Understanding Benefits

Selecting insurance coverage can be complex. Why do you need different types of coverage, including:

Medical

Major medical insurance is a type of health care coverage that provides benefits for a broad range of medical expenses that may be incurred either on an inpatient or outpatient basis.

Why I Need Medical Insurance

Healthcare is one of the few things that people purchase and never know the true cost or value. If we knew the typical cost of common medical services we would realize how much we save by opting into a major medical plan.

  • The average 30-day prescription for a name brand is over $400. For a generic prescription, it is typically 80% to 85% less.
  • An average emergency room visit without insurance can range from $150 - $3,000 or more, depending on the severity of the condition.
  • A Well Baby Visit typically costs $204 and a regular delivery is $15,000.
  • Certain preventative care services are covered at 100% in-network.

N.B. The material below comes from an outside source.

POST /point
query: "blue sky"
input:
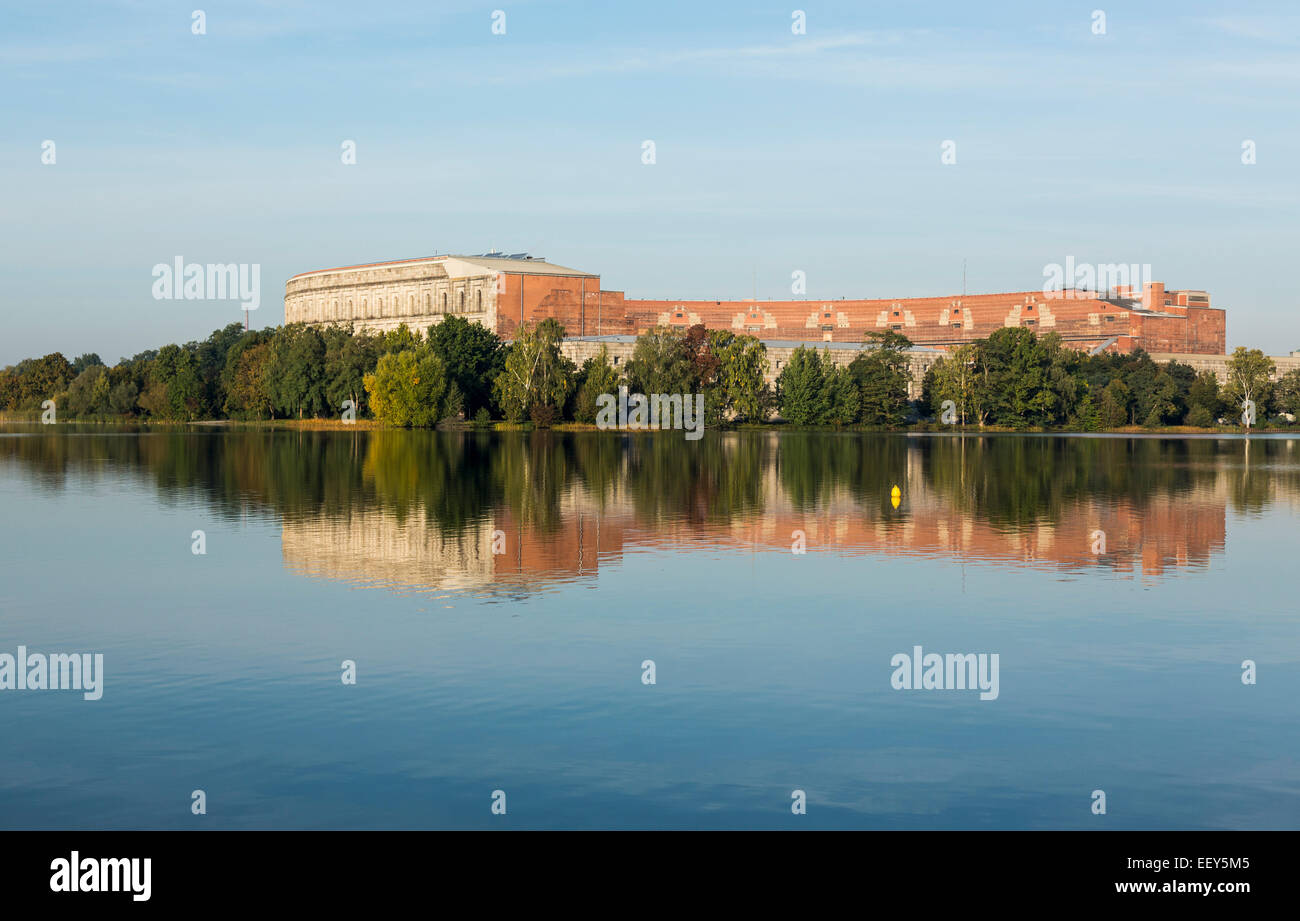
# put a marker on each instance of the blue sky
(775, 152)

Health Savings Account (HSA)

A Health Savings Account (HSA) is a personal savings account where the money can only be used for eligible medical expenses.  Contributions to Health Savings Account can only be used if you are also enrolled in a High Deductible Health Care Plan.

Why I need an HSA

Healthcare Savings Accounts are designed to work in conjunction with high deductible health plans (HDHPs) to help cover the rising costs of healthcare.

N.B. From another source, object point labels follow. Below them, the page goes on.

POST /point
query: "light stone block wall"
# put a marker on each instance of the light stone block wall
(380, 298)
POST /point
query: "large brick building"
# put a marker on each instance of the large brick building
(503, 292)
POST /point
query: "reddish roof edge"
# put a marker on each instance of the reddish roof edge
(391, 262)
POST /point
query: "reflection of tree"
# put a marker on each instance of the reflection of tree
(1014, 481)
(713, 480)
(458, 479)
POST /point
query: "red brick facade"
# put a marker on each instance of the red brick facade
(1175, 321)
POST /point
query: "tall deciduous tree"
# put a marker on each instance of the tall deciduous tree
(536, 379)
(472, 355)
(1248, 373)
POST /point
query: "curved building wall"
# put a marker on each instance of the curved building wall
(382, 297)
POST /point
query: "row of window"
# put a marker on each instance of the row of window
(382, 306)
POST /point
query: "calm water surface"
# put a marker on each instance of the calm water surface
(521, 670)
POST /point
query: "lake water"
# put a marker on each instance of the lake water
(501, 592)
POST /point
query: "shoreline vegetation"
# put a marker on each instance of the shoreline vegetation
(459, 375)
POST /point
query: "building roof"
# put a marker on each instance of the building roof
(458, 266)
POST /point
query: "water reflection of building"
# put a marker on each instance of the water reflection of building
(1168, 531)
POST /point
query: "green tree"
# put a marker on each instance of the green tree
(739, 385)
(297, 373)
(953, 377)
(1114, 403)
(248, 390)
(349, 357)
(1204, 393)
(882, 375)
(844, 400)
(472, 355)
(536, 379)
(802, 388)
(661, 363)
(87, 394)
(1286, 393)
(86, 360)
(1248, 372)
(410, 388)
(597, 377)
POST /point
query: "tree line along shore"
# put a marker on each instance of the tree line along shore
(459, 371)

  • HSA funds accrue interest over time, tax-free with no lifetime limit.
  • HSA accounts are individual accounts. Contributions are yours to keep even if you leave your employer.
  • HSA funds can be used to pay for any qualified medical expense for you and your tax-eligible dependents, even if the expense is not covered by your insurance plan.

Flexible Spending Account (FSA)

A Flexible Spending Account (FSA) allows you to pay for eligible healthcare expenses with a pre-loaded debit card. You choose the amount to set aside from your paycheck every year, based on the annual plan limit. This money is use it or lose it with a $550 rollover.

WHY I NEED AN FSA

Your Flexible Spending Account saves you money by putting aside funds tax-free that can be used to pay for qualified medical expenses.

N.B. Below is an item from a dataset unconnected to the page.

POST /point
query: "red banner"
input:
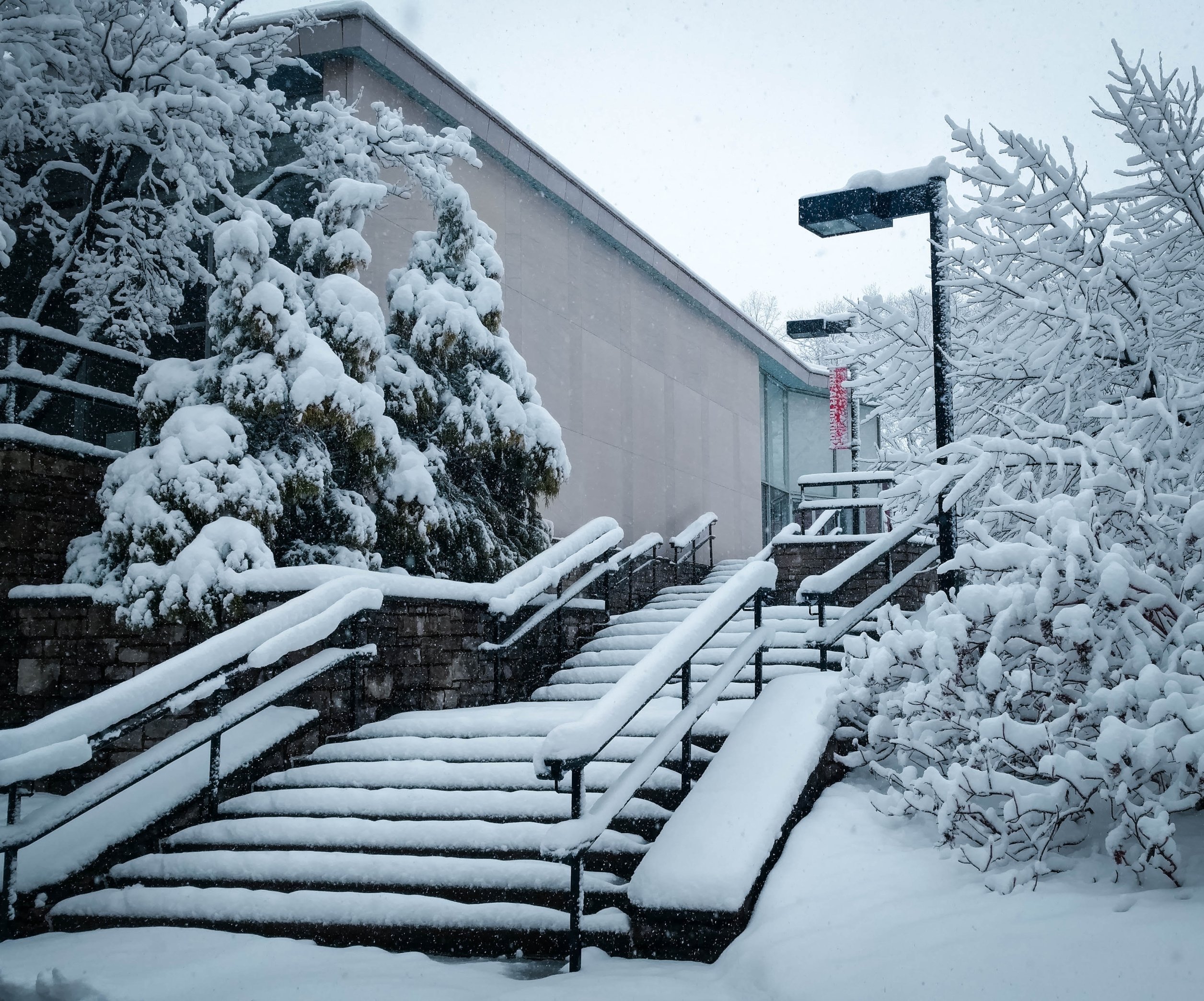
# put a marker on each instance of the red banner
(838, 409)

  • Your pre-loaded FSA debit card can be used at places like the doctors office or the pharmacy without the need for reimbursement forms.
  • You do not have to be enrolled in a medical plan to enroll in an FSA.
  • The funds in a full-purpose healthcare FSA can be used to pay for eligible medical expenses like deductibles, co-payments, prescription drugs, orthodontics, glasses and contacts for you and any tax-eligible dependents.

What is the difference between an HSA and FSA?

HSAHealth Care FSA
Available if you enroll in the…Cigna HDHP PPO with HSA PlanCigna PPO $500 Deductible Plan or Cigna PPO $1,000 Deductible Plan or Kaiser Plans
Eligible for company contributions YesNo
Change your contribution amount anytimeYesNo
Access your entire annual election amount from the beginning of the plan yearNoYes
Access only funds that have been deposited YesNo
“Use it or lose it” at year-endNoYes (any amount over $550)
Money is always yours to keepYesNo

Telehealth

Telehealth provides 24/7/365 access to board-certified doctors via telephone or video consultations that can diagnose, recommend treatment and prescribe medication. Telehealth makes care more convenient and accessible for non-emergency care when your primary care physician is not available.

Why I need Telehealth

Healthcare should be simple, fast, and effective. Telehealth makes it easy to get treatment for your minor ailments without visiting urgent care or your primary care physician.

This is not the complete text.